The bill also clarifies a “revolving door” provision of the initial law by prohibiting future members of the General Assembly and their families from having a direct financial ownership interest in a cannabis business until two years after that lawmaker leaves public office.

She said the bill moves up to July, from September, the earliest date municipalities and county governments can begin collecting taxes resulting from marijuana sales.

Steans said while the follow-up measure, referred to as a trailer bill, was mainly about technical changes, more substantial changes could happen in the future.

“We did not want to go back and revisit policy at this point in time,” she said. “We know we may do that going forward but we want to first get this up and running and see how it actually works.”

The lawmakers and stakeholders at the event emphasized that legalization is centered on racial equity and righting the wrongs of a decadeslong war on drugs.
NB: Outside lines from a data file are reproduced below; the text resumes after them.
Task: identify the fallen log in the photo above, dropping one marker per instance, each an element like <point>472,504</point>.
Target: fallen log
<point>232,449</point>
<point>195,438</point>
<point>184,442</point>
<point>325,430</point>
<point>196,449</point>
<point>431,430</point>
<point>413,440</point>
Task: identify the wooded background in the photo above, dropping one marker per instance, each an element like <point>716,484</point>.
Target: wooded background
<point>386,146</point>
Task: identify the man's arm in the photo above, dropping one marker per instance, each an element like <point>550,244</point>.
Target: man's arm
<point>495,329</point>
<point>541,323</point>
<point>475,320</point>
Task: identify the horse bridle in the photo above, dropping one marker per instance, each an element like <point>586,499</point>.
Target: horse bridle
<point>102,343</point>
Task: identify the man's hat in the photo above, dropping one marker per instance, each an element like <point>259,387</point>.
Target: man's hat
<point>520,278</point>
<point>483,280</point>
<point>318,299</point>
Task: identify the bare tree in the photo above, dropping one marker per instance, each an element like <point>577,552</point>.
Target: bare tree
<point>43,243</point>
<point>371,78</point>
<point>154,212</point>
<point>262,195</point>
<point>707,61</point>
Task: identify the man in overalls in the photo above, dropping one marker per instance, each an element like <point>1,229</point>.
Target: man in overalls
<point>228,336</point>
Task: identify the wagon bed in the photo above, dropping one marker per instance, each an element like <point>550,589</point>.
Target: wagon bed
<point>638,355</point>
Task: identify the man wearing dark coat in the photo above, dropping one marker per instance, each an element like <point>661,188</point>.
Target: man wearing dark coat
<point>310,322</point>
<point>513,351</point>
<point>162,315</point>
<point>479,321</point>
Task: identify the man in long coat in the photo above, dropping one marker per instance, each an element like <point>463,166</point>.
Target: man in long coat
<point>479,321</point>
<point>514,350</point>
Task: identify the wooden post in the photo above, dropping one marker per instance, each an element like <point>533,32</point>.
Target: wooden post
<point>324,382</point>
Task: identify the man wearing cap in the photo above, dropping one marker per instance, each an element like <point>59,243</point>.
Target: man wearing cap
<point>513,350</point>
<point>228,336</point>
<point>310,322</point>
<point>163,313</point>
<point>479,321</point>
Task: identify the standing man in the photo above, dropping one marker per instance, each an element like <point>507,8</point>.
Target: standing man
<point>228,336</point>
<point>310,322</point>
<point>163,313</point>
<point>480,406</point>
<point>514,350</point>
“Illinois’ historic cannabis law puts social equity above all else, and the result will be a market unlike that in any state in the nation — one that rights the wrongs of the past by offering new opportunity to communities that have been torn apart,” said Esther Franco-Payne, executive director of Cabrini Green Legal Aid, where Pritzker signed the bill in Chicago. “From ownership to jobs to expungement, disproportionally impacted communities will be revitalized when this law takes effect on January 1 and as the industry flourishes in the years to come.”

Pritzker said the state will start accepting applications for new cannabis licenses, including from social equity applicants, on Dec. 10, through Jan. 2. Information about licensing is available via the Illinois Department of Commerce and Economic Opportunity.
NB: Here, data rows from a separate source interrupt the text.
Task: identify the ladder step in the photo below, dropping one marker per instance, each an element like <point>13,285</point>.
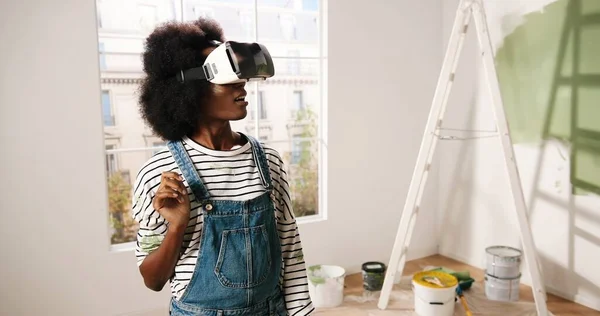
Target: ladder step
<point>582,80</point>
<point>586,235</point>
<point>590,19</point>
<point>586,133</point>
<point>584,185</point>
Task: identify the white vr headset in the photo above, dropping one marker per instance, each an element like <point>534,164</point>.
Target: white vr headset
<point>233,62</point>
Pritzker said the phased rollout of cannabis legalization will provide for 75 new dispensary licenses in May, at which point more social equity applicants will have the opportunity to be part of the marijuana industry. He said the initial 30 licenses go to those already in the medical marijuana business that had been licensed in the previous administration.

Pritzker said the bill was written this way to protect the medical marijuana industry, but it also limits minority participation in the first phase.

“We want the industry to be diverse,” he said. “We want black and brown people. We want people who’ve been left out and left behind to have a real opportunity to not only benefit from this new industry, but to create new millionaires in the black community, in the Latino community. … That’s the purpose of the phased rollout.”

Toi W. Hutchinson, a former state senator who helped craft the initial bill and has since been named senior adviser to the governor for cannabis control, said the phase-in is also designed to “protect future market opportunities for those equity applicants to come on board.”

“We’ve gotta get this thing moving … ” she said. “We’ve gotta get the fees from the licensure to fund a revolving loan program so that we can cede equity to those applicants that we care so much about. And we’ve gotta make sure that we reinvest. This is the first state to take specific dollars from the point of sale and reinvest in exactly those same communities.”

The original bill creates the Restore, Reinvest and Renew Program, which aims to “address the impact of economic disinvestment, violence and the historical overuse of the criminal justice system,” according to the governor’s office.

Hutchinson also noted the bill requires future disparity and demand studies to inform future phases of the rollout and “inform specific course corrections” as legalization moves forward.

“The focus was never to get as much money as you possibly can as fast as you can,” she said. “The focus has always been to create an equitable industry that looks different than anywhere else in the country.”